Peter Keum

Peter Keum is MSc candidate at York and a B. Eng graduate in Aerospace Engineering from Carleton University. His interest in space began with a capstone project involved building a Cubesat in a multi-disciplinary team. Peter joined Dr. Regina Lee’s group to pursue graduate degree in nanosatellite design in 2019. Peter’s current research focuses on the simulation of a control moment gyroscope (CMG) attitude control for small satellites. The simulation will compare the performance of reaction wheel and CMG in small satellite mission that require agility, flexibility, and reliability. Outside of his primary research, he is leading the development of attitude determination and control hardware for IRIS Cubesat mission, one of the ten CubeSat teams sponsored by the Canadian Space Agency.

Abstract

Improving Attitude Determination and Control of Small Satellites

For a satellite mission to be successful, the attitude determination and control system (ADCS) plays a critical role. With the advent of small-scale satellites, a long-term goal is to improve their ADCS capabilities. Current study focuses on two key technologies to improve small satellite ADCS, namely digital sun sensor and control moment gyroscope (CMG). It has been demonstrated that the accuracy of a sun sensor can be improved using sub-pixel interpolation.
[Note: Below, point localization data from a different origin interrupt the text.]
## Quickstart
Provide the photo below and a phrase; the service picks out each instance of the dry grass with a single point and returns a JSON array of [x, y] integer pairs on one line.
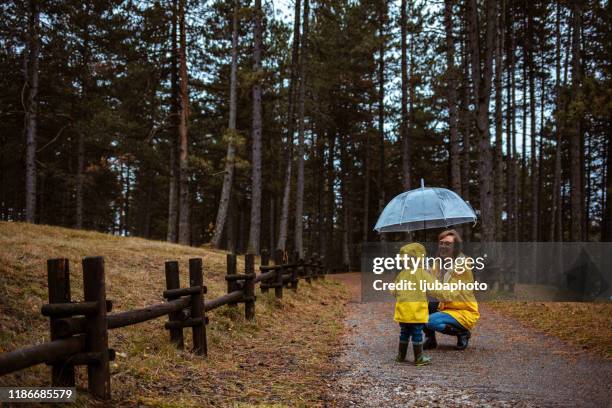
[[279, 360], [586, 325]]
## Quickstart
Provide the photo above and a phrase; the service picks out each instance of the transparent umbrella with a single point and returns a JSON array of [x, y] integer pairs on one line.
[[424, 208]]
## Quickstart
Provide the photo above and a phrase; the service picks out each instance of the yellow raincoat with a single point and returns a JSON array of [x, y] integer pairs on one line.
[[411, 305], [461, 304]]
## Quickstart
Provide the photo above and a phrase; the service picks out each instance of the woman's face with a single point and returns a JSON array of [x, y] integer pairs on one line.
[[446, 246]]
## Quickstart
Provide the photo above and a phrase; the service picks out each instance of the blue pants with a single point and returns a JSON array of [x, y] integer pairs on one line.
[[411, 330], [438, 320]]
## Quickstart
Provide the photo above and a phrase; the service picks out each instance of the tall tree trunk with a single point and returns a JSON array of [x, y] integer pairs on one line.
[[482, 93], [330, 199], [85, 88], [499, 164], [344, 194], [451, 96], [32, 112], [607, 224], [576, 136], [366, 189], [184, 227], [80, 179], [523, 193], [511, 193], [284, 213], [255, 230], [381, 104], [404, 133], [299, 194], [466, 126], [556, 233], [173, 184], [532, 124], [228, 175]]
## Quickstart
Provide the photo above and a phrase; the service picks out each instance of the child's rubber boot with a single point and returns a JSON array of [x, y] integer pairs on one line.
[[430, 339], [420, 358], [463, 339], [401, 354]]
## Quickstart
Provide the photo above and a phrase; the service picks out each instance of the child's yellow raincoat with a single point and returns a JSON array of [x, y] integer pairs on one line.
[[411, 305]]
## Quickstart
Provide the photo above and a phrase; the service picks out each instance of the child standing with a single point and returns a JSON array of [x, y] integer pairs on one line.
[[411, 306]]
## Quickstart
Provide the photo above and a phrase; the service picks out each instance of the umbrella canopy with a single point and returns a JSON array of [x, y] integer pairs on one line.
[[423, 208]]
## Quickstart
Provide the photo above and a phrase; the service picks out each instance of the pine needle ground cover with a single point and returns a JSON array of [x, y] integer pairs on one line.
[[281, 359], [586, 325]]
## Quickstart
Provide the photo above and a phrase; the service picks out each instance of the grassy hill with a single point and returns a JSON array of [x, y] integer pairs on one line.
[[280, 359]]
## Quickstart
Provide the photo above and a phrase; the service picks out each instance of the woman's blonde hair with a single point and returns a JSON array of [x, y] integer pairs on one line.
[[457, 241]]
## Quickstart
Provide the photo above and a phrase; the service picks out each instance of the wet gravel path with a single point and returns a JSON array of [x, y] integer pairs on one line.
[[506, 364]]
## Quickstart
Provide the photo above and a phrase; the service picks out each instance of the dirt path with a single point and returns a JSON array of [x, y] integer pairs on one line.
[[506, 364]]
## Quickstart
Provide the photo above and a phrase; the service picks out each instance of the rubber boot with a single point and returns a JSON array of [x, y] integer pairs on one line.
[[430, 339], [463, 339], [450, 330], [401, 354], [420, 358]]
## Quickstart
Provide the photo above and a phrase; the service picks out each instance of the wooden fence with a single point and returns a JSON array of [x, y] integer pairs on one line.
[[79, 330]]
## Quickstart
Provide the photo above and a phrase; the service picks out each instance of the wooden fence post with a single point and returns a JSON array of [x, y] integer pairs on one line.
[[94, 288], [173, 282], [308, 268], [265, 261], [278, 285], [196, 278], [249, 286], [58, 278], [294, 270], [323, 271], [232, 284], [315, 268]]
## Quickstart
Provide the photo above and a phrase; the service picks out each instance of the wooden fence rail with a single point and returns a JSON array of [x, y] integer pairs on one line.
[[79, 330]]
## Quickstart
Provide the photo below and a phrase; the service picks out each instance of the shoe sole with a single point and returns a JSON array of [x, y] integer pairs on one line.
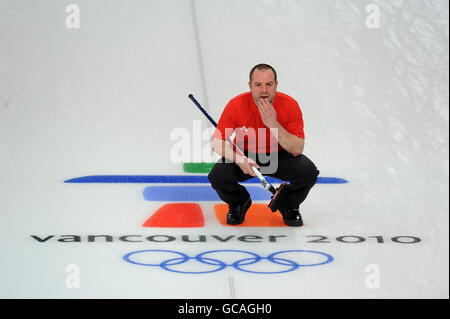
[[291, 223], [243, 219]]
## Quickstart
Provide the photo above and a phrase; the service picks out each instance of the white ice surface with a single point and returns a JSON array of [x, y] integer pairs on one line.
[[105, 98]]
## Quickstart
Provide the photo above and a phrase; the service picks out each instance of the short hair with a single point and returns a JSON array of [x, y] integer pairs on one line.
[[262, 66]]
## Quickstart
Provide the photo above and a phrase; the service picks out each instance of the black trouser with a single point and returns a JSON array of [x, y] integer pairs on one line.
[[300, 171]]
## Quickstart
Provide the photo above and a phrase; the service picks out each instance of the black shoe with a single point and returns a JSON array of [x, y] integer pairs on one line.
[[236, 213], [291, 216]]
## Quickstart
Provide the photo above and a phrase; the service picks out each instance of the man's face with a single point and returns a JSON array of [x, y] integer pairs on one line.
[[263, 85]]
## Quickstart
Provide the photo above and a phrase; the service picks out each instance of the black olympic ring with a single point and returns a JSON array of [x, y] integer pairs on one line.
[[238, 265]]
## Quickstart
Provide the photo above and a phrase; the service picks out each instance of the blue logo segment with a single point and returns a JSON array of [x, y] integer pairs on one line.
[[172, 179], [205, 258]]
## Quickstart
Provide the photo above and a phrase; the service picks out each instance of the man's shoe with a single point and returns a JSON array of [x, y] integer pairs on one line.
[[291, 216], [236, 213]]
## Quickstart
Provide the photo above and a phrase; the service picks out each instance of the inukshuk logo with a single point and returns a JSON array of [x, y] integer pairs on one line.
[[180, 196]]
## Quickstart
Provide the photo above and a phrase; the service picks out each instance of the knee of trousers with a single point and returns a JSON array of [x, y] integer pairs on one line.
[[307, 177], [220, 175]]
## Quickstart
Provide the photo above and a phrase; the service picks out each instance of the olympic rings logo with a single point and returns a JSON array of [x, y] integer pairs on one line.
[[278, 258]]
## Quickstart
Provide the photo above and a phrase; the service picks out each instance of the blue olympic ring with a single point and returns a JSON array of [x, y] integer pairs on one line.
[[238, 265]]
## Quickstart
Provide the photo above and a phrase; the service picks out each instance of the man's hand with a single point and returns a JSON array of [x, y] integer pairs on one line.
[[245, 164], [268, 113]]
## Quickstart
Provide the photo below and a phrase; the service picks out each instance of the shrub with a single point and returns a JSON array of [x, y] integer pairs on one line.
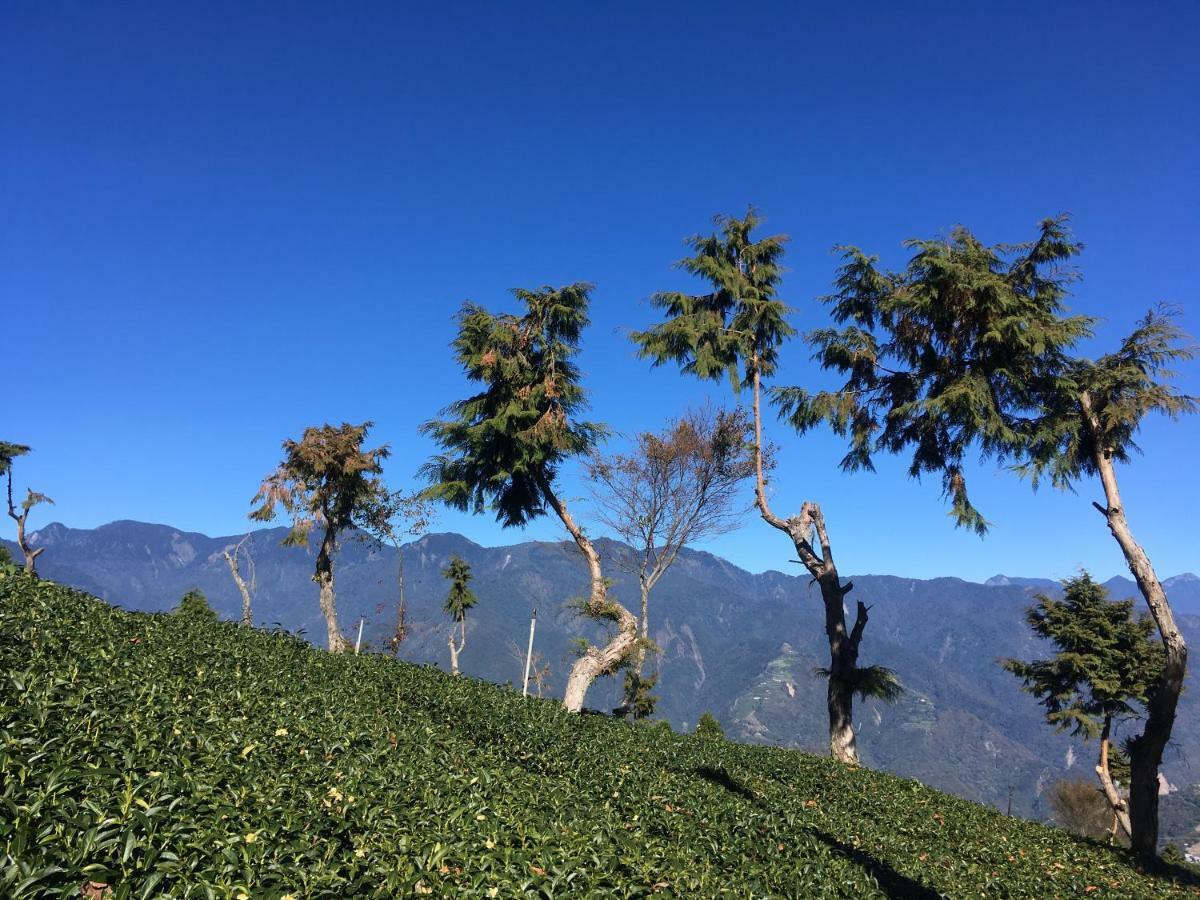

The integration of the proposed sun sensor design in attitude determination algorithm, such as TRIAD, QUEST, and EKF, demonstrates the effect of component level accuracy in the overall ADCS performance. TRIAD has been tested, and currently the study is being extended to examine other determination methods, which may see application in the IRIS Cubesat. A promising new actuator in small satellite ACS is the CMG with its capability to provide more torque as well as reducing power consumption of maneuvers compared to other actuators such as reaction wheels and magnetic torque rods. An example of next-generation small satellite mission which may require CMG is coastline observation or effective maritime surveillance missions. Complex coastlines cannot be fully covered using previous actuators and only be possible using small scale CMGs. A simulation study using MATLAB and STK is used to examine the feasibility of small satellite mission and the performance based on the newly designed CMG concept.

Akash Chauhan

Akash Chauhan is currently pursuing his Ph.D. in Physics with Dr. Regina Lee at York University’s Nanosatellite Lab. His PhD thesis involves the application of micro photonic technologies in a space setting, specifically the use of an optics- based attitude sensor known as an Interferometric Fiber Optic Gyroscope (IFOG), and the use of an optical phased array for beam steering in space-based optical communication terminals. He sums up his research interests to include space- based optics, and all things micro photonics related. Prior to his Ph.D., Akash obtained his undergraduate degree in Astronomy at York University during which he was an undergraduate TEPS trainee working with Dr. Lee working on modeling the noise due to stochastic effects on the IFOG.

Abstract

Design and Development of an Optical Phased Array for inter-satellite optical communication terminals

With the increased interest in satellite constellations, the need for different communication bands with the potential for fast data transfer is apparent. Optical communication hopes to fulfill this gap in the market, and a major proponent of these communication terminals is the beam steering application. Traditional beam steering solutions are mechanical in nature, thus not ideal for a space setting due to their numerous moving parts reducing their reliability and longevity. Optical phased array (OPA), in comparison, has the capability of integrating the beam formation, and steering into one integrated package with no moving parts. The goal of the research done is to create an OPA capable of handling a high-power input beam, fast data transfer rates (GHz), high angular resolution, and high angular range. In this presentation, I will discuss the basics of micro photonics, design, and simulation of optical components and layout of the OPA, recent experimental data, and future plans.